The degree of fault in a case involving a non-public figure on a matter that is not of public concern is, at the most, negligence.
[v] “‘From 1791 to the present,’ the First Amendment has ‘permitted restrictions upon the content of speech in a few limited areas.’ United States v. Stevens, 559 U.S. 460, 468 (2010). These ‘historic and traditional categories’ are ‘long familiar to the bar’ and perhaps, too, the general public. One is incitement — statements ‘directed [at] producing imminent lawless action,’ and likely to do so. Brandenburg v. Ohio, 395 U.S. 444, 447 (1969). Another is defamation — false statements of fact harming another’s reputation. See Gertz v. Robert Welch, Inc., 418 U.S. 323, 340, 342 (1974). Still a third is obscenity — valueless material ‘appeal[ing] to the prurient interest’ and describing ‘sexual conduct’ in ‘a patently offensive way.’ Miller v. California, 413 U.S. 15, 24 (1973). This Court has ‘often described [those] historically unprotected categories of speech as being of such slight social value as a step to truth that any benefit that may be derived from them is clearly outweighed by the social interest in their proscription. Stevens, 559 U.S. at 470.
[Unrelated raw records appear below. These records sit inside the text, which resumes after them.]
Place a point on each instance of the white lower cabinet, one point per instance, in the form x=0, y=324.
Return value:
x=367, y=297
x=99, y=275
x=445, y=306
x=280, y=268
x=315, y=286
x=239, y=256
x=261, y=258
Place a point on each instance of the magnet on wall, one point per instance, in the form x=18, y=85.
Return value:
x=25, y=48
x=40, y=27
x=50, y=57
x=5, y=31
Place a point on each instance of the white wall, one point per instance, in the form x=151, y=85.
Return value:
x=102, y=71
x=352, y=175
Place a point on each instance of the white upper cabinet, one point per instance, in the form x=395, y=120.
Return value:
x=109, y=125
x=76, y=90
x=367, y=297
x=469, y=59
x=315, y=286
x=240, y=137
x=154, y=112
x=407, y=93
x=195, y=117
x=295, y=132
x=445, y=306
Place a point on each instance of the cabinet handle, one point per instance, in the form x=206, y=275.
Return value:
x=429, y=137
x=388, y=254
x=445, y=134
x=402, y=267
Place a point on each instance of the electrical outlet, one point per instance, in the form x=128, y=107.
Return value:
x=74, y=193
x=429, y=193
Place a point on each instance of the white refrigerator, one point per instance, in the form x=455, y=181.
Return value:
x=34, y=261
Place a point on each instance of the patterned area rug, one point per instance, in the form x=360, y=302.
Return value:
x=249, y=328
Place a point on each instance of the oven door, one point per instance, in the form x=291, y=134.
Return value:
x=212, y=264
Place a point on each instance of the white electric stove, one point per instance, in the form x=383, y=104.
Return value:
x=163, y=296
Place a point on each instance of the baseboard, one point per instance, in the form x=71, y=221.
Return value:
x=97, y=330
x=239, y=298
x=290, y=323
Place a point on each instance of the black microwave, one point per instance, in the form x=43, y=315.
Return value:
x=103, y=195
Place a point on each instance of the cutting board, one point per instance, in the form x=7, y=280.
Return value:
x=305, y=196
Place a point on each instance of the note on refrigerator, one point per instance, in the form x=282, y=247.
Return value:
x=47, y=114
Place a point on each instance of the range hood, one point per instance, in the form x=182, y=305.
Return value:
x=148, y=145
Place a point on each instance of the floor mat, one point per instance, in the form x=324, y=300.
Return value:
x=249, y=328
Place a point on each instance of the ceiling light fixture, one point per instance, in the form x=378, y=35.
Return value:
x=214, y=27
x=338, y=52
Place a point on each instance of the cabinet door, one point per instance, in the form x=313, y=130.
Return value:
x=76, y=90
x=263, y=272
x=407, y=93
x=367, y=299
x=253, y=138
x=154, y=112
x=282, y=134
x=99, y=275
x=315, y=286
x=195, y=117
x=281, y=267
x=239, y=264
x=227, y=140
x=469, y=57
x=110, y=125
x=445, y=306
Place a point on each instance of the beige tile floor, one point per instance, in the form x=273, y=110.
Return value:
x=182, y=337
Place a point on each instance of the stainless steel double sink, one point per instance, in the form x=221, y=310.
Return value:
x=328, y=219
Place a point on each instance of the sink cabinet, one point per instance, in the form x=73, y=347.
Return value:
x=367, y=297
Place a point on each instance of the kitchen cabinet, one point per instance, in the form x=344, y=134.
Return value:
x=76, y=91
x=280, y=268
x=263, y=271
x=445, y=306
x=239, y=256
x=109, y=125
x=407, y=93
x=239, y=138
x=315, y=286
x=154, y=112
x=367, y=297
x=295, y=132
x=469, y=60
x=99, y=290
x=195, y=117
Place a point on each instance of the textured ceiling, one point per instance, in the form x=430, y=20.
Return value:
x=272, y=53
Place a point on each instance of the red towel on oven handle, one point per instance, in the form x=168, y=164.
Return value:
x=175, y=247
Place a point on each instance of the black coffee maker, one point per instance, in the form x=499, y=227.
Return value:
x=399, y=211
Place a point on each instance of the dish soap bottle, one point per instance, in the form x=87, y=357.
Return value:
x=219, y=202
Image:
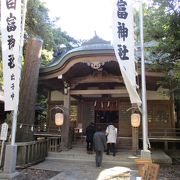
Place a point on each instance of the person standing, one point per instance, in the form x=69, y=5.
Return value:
x=90, y=130
x=111, y=133
x=100, y=145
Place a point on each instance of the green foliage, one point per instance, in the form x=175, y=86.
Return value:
x=46, y=56
x=39, y=25
x=162, y=24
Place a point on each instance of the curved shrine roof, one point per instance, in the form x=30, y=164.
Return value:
x=94, y=46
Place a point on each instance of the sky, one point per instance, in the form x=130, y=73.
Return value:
x=82, y=18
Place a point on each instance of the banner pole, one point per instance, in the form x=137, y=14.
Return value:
x=145, y=152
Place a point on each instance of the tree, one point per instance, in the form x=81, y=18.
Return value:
x=162, y=24
x=39, y=25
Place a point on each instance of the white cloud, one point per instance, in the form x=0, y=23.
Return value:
x=81, y=18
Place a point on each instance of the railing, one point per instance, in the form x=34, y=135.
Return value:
x=29, y=153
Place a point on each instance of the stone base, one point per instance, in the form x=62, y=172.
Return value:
x=115, y=173
x=140, y=163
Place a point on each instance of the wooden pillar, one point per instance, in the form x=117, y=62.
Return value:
x=28, y=90
x=135, y=140
x=66, y=125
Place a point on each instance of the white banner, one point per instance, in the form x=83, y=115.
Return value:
x=11, y=31
x=123, y=42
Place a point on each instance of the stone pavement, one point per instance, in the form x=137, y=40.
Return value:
x=76, y=164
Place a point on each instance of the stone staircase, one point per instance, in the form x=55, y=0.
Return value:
x=123, y=157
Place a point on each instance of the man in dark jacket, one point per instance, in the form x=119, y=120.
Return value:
x=90, y=130
x=100, y=145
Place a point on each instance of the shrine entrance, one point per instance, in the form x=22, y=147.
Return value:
x=104, y=117
x=106, y=112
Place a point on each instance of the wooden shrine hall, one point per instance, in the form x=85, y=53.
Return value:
x=86, y=83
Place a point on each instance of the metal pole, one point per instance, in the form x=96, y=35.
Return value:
x=14, y=121
x=145, y=152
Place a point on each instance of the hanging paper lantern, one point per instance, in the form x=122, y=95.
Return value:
x=135, y=120
x=59, y=119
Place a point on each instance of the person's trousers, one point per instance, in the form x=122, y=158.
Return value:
x=99, y=156
x=111, y=147
x=89, y=145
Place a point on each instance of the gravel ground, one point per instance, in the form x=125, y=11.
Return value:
x=166, y=173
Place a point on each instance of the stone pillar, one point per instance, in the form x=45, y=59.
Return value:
x=65, y=128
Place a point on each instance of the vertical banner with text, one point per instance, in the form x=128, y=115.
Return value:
x=123, y=42
x=11, y=32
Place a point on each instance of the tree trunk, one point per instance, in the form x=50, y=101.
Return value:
x=28, y=90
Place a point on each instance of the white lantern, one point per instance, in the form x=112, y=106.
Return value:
x=135, y=120
x=59, y=119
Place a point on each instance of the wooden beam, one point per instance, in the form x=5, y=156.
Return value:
x=98, y=91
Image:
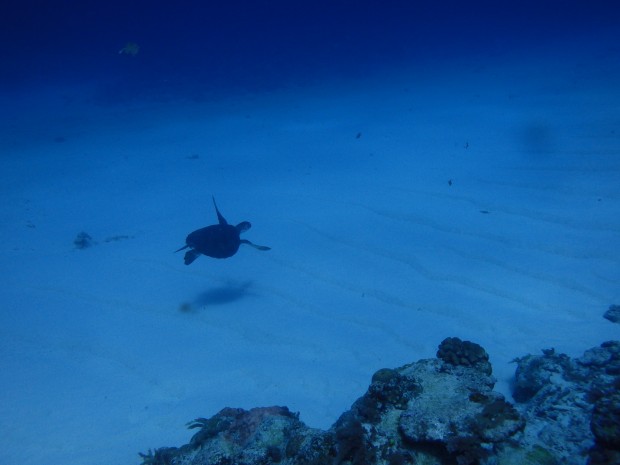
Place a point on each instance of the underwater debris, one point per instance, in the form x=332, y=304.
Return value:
x=83, y=240
x=613, y=314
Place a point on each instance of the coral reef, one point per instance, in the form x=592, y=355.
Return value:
x=434, y=412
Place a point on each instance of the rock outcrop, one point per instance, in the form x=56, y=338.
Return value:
x=436, y=411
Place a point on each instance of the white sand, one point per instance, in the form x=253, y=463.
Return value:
x=375, y=258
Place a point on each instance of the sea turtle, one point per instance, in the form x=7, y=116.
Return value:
x=218, y=241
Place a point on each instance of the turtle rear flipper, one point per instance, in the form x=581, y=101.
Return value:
x=259, y=247
x=190, y=256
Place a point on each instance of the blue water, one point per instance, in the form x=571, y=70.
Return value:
x=205, y=49
x=420, y=170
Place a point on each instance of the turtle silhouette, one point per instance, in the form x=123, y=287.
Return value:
x=220, y=240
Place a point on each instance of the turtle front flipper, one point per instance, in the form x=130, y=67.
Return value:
x=221, y=220
x=190, y=256
x=259, y=247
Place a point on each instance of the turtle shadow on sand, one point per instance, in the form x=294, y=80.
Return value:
x=220, y=240
x=224, y=294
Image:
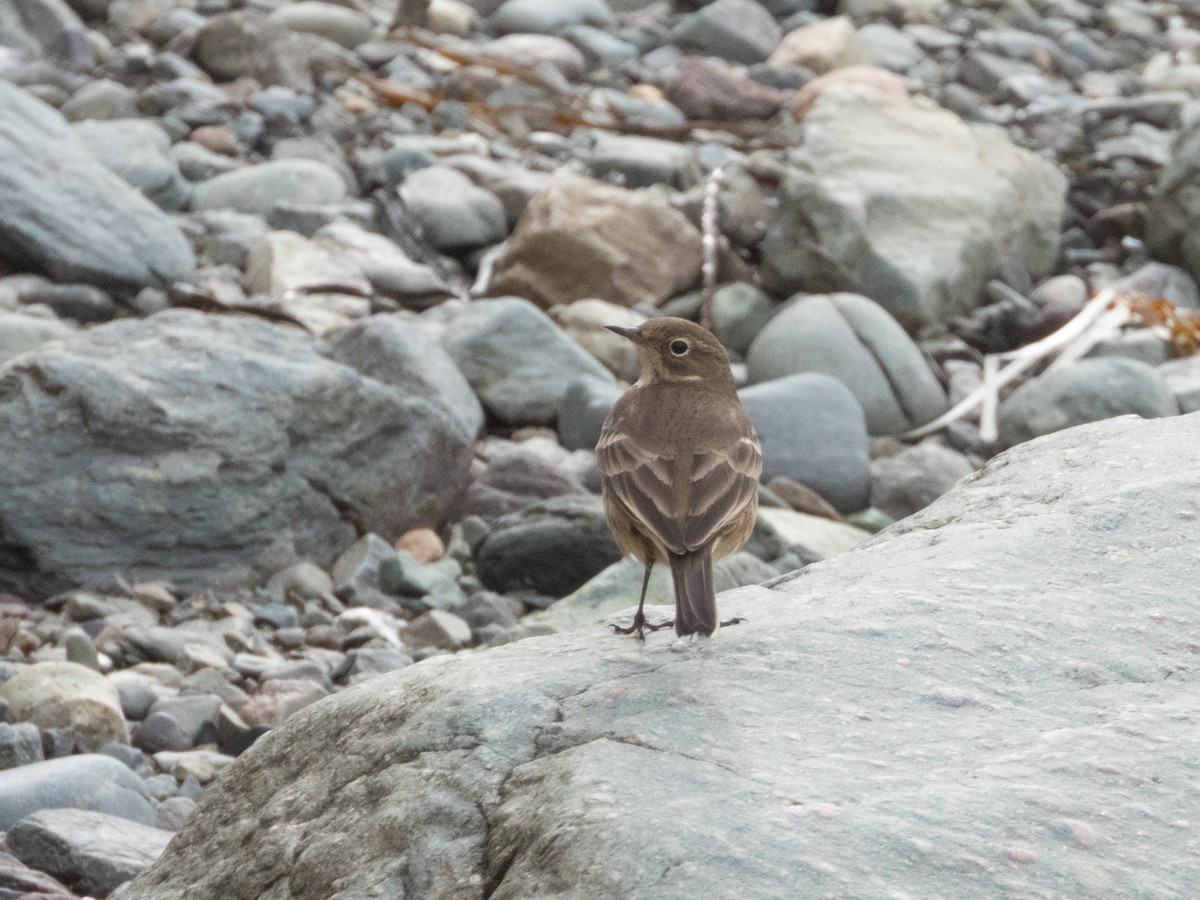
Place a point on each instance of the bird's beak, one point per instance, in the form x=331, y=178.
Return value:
x=633, y=334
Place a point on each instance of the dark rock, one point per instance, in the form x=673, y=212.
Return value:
x=551, y=547
x=178, y=724
x=736, y=30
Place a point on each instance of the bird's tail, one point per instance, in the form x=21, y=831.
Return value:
x=695, y=595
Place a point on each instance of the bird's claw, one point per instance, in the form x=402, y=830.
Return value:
x=640, y=627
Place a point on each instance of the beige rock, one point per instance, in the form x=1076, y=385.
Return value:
x=424, y=544
x=279, y=699
x=321, y=289
x=822, y=46
x=867, y=78
x=66, y=695
x=586, y=319
x=581, y=239
x=204, y=765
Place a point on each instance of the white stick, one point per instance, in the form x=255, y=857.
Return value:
x=1019, y=361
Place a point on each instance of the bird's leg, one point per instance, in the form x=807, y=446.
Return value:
x=640, y=625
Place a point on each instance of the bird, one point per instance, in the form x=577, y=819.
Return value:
x=679, y=463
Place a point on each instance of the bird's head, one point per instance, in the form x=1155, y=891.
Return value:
x=677, y=351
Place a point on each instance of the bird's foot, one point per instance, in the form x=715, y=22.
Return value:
x=640, y=627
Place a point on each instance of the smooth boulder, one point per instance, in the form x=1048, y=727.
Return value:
x=882, y=724
x=813, y=430
x=91, y=852
x=184, y=447
x=516, y=359
x=857, y=342
x=87, y=781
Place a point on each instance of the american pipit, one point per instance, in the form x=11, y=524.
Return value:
x=679, y=466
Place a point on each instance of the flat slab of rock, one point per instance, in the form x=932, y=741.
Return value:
x=90, y=852
x=183, y=445
x=64, y=214
x=996, y=695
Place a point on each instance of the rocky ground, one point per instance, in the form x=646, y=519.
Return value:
x=301, y=348
x=996, y=699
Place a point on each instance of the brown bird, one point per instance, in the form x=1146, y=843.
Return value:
x=679, y=466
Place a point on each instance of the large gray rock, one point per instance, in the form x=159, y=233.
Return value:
x=910, y=205
x=811, y=429
x=519, y=361
x=454, y=214
x=183, y=447
x=939, y=706
x=853, y=340
x=64, y=214
x=551, y=547
x=1084, y=391
x=582, y=239
x=90, y=781
x=90, y=852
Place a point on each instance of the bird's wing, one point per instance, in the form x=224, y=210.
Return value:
x=685, y=501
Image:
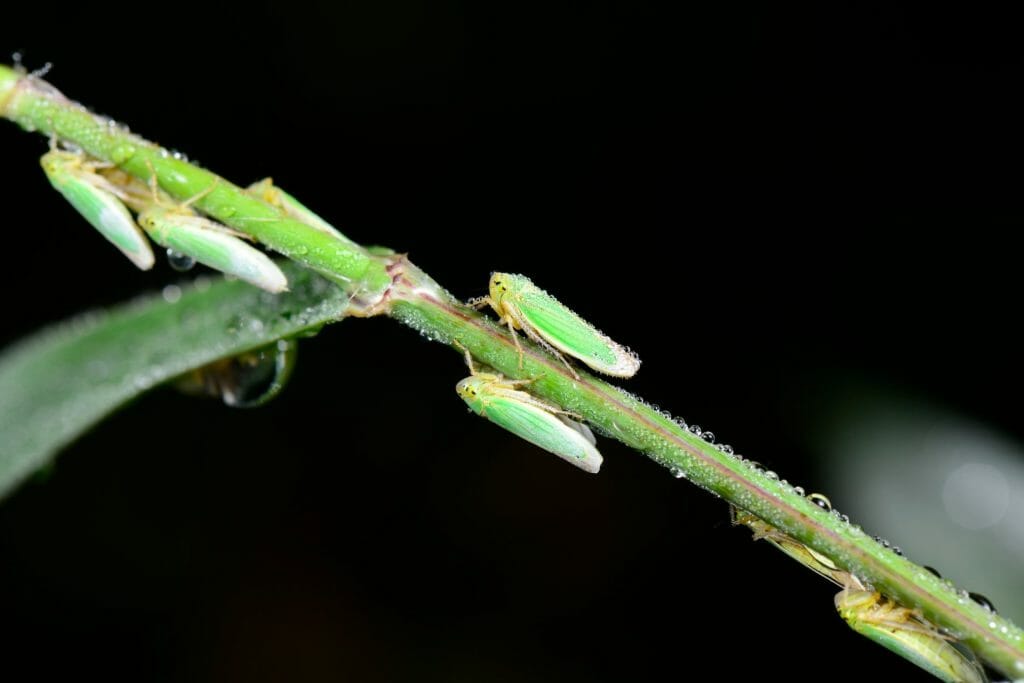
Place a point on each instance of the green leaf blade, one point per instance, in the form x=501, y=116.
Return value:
x=55, y=384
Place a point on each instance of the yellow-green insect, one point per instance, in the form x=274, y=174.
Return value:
x=266, y=190
x=522, y=305
x=529, y=418
x=178, y=228
x=896, y=628
x=99, y=202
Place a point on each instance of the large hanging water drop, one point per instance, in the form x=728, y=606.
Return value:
x=180, y=262
x=246, y=380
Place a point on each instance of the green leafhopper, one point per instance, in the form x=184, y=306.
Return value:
x=896, y=628
x=213, y=245
x=902, y=631
x=522, y=305
x=97, y=200
x=529, y=418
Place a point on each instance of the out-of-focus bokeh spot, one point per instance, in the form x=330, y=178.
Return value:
x=948, y=491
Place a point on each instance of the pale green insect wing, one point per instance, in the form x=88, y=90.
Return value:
x=101, y=209
x=570, y=334
x=545, y=430
x=569, y=440
x=932, y=653
x=213, y=248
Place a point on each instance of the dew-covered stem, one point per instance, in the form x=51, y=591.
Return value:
x=386, y=284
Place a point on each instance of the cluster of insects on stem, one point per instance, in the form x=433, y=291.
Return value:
x=108, y=198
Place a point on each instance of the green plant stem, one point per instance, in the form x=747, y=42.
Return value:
x=391, y=285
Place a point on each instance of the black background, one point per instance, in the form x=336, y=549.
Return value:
x=761, y=203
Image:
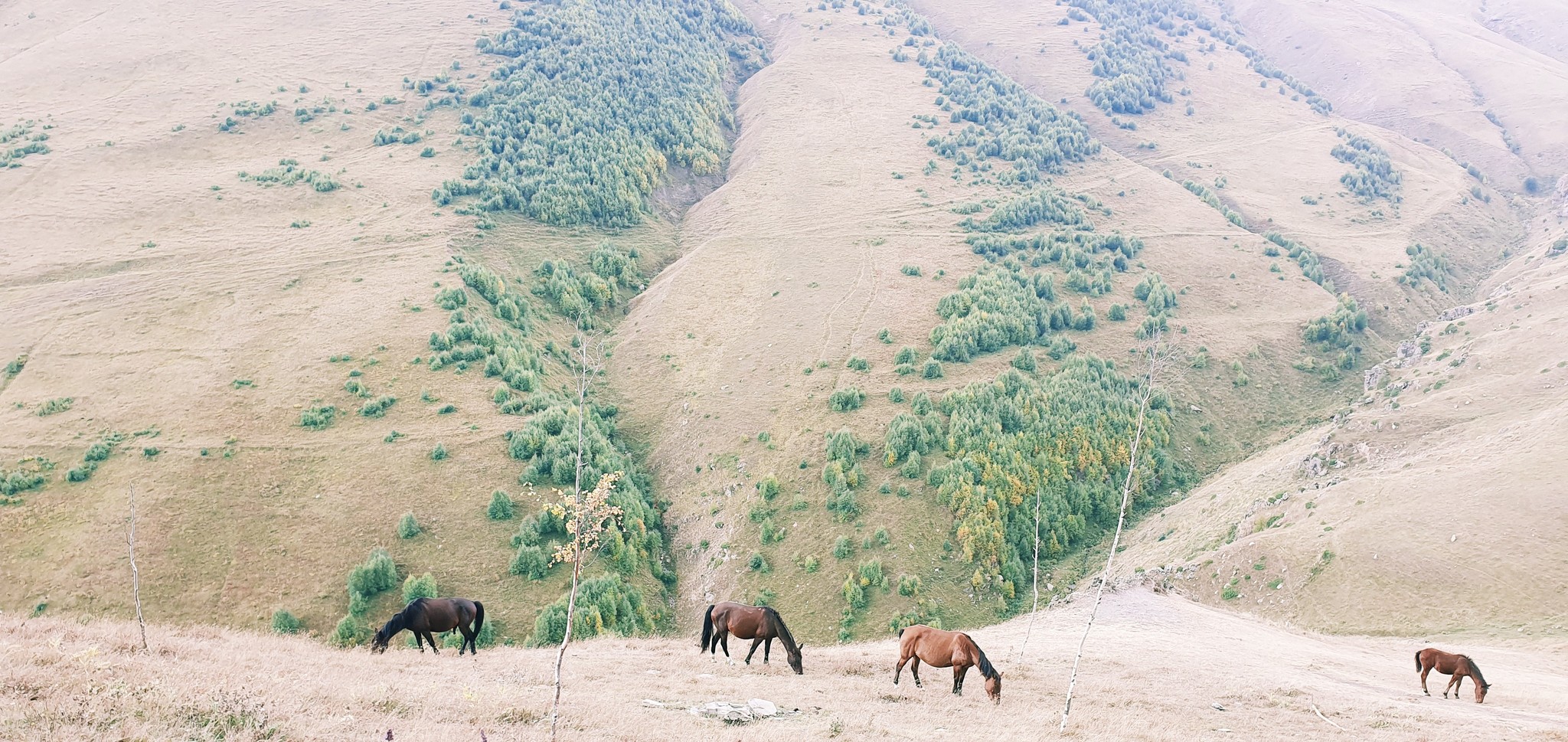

“‘True threats’ of violence is another historically unprotected category of communications. Virginia v. Black, 538 U.S. 343, 359 (2003); see United States v. Alvarez, 567 U.S. 709, 717–718 (2012) (plurality opinion). The ‘true’ in that term distinguishes what is at issue from jests, ‘hyperbole,’ or other statements that when taken in context do not convey a real possibility that violence will follow (say, ‘I am going to kill you for showing up late’). Watts v. United States, 394 U.S. 705, 708 (1969) (per curiam). True threats are ‘serious expression[s]’ conveying that a speaker means to ‘commit an act of unlawful violence.’”
(Emphasis added.)
[vi] One might surmise that if the show lacked relevance and had hung by a thread for such a sustained period, Comedy Central would have canceled it years ago. Someone must think South Park is relevant and not hanging by a thread. South Park creators Trey Parker and Matt Stone just entered a contract for the show’s streaming rights worth $1.2 billion each. Paramount Global, the owner of CBS Corporation and parent company of Comedy Central, recently canceled Stephen Colbert’s contract, while it was in contentious negotiations for those streaming rights, and also in months-long negotiations to merge with conservative billionaire David Ellison’s Skydance Media. The merger required the approval of Trump’s Federal Communications Commission. South Park’s Creators Are Now Billionaires (Matt Craig, Forbes, July 25, 2025).